Il me fixa du regard. Je vis que sa tête commençait à se clarifier. L’acide était presque parti. Cela signifiait que Lucy redescendait aussi, probablement. Il était temps de couper le cordon.
Lucy nous attendait dans la voiture en écoutant la radio avec un sourire tordu sur le visage. Nous étions à une dizaine de mètres. Quiconque nous observant de loin aurait pu penser qu’il s’agissait d’une sale discussion au plus fort pour savoir qui avait « droit à la fille » – une scène normale de stationnement à Vegas.
Finalement, nous décidâmes de lui prendre une réservation à l’Americana. Mon avocat alla d’un pas tranquille jusqu’à la voiture et lui demanda son nom de famille sous un prétexte quelconque, puis j’entrai hâtivement pour appeler l’hôtel – déclarant que j’étais son oncle et que je voulais qu’on la « traite très gentiment » car c’était une artiste et qu’elle pourrait sembler quelque peu tendue. L’employé m’assura qu’ils seraient avec elle la courtoisie même.
Puis nous la conduisîmes à l’aéroport en disant que nous allions changer notre Baleine Blanche pour une Mercedes 600, et mon avocat la fit entrer dans le hall avec tout son matériel. Elle était encore en train de déménager en babillant à ce moment-là. Je partis me cacher un peu plus loin pour attendre qu’il revienne.
Dix minutes plus tard, il arriva en traînant les pieds jusqu’à la voiture et monta. « Démarre lentement, fit-il. N’attire pas l’attention. »
Lorsque nous fûmes sur Las Vegas Boulevard, il m’expliqua qu’il avait filé dix dollars à un des employés chargés de héler les taxis pour qu’il s’arrange afin que sa « petite amie saoule » arrive à l’Americana, où elle avait une réservation. « Je lui ai dit de s’assurer qu’elle y arriverait bien, ajouta-t-il.
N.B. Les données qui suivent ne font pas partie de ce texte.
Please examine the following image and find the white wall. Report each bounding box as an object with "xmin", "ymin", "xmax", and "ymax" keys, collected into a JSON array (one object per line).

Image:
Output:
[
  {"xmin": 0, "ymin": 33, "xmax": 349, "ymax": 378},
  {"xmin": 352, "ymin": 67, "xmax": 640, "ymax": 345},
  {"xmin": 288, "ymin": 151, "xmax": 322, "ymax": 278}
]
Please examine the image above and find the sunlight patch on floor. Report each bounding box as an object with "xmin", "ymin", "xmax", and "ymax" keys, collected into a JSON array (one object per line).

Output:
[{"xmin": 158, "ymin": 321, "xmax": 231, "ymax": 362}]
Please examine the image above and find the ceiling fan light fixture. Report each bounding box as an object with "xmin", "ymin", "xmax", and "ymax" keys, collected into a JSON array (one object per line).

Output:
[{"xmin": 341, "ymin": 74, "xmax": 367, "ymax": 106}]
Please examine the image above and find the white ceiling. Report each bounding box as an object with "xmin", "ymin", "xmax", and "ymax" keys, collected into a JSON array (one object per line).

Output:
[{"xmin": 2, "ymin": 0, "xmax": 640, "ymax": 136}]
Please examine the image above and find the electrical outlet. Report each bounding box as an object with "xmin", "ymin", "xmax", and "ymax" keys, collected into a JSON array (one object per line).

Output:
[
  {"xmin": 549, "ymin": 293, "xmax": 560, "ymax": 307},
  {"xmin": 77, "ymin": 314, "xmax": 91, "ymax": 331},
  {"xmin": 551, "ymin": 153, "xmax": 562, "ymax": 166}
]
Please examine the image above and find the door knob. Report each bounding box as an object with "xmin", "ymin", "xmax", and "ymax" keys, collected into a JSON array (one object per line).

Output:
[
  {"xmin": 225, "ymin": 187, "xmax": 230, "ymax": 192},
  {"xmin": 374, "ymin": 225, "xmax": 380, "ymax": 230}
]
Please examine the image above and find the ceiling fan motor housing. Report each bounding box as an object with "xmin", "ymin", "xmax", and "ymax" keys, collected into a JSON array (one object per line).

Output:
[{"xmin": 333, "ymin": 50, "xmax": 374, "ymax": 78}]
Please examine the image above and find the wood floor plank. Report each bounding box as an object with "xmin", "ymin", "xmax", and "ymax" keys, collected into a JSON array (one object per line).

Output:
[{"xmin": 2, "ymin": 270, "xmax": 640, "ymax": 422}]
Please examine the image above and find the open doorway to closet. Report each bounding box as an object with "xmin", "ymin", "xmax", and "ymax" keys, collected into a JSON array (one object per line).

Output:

— Tu crois qu’elle va y arriver ? »
Il opina. « Le type a dit qu’il paierait le taxi avec les cinq dollars que je lui avais donnés en plus, et qu’il recommanderait au conducteur du taxi de la ménager. Je lui ai raconté qu’il fallait que je m’occupe de quelques affaires, mais que je serais à l’hôtel dans une heure – et si la fille n’avait pas encore pris sa chambre, je reviendrais ici pour lui mettre les poumons en lambeaux.
— Voilà qui est bien, dis-je ; on ne peut pas faire de subtilités dans cette ville. »
Il eut une grimace. « En tant qu’avocat, je te conseille de me dire où t’as mis cette foutue mescaline. »
Je m’arrêtai : la sacoche était dans le coffre. Il chercha deux pastilles et nous en avalâmes chacun une. Le soleil baissait derrière les collines couvertes de broussailles au nord-ouest de la ville. La radio croassait une bonne chanson de Kris Kristofferson. Nous revînmes en ville en vitesse de croisière à travers l’air chaud du crépuscule, détendus sur les sièges de cuir rouge de notre coupé blanc tout électrique.
« On devrait peut-être se la couler douce ce soir, dis-je tandis que nous passions en un éclair devant le Tropicana.
— Très juste, répliqua-t-il. Trouvons-nous un bon restaurant spécialisé en poissons et mangeons du saumon rose. Je me sens un puissant appétit pour le saumon rose. »
Je fus d’accord. « Mais on devrait d’abord rentrer à l’hôtel pour nous installer. Peut-être nager un petit coup et s’envoyer un petit rhum. »
Il approuva de la tête, s’enfonça dans son siège et fixa le ciel. La nuit tombait doucement.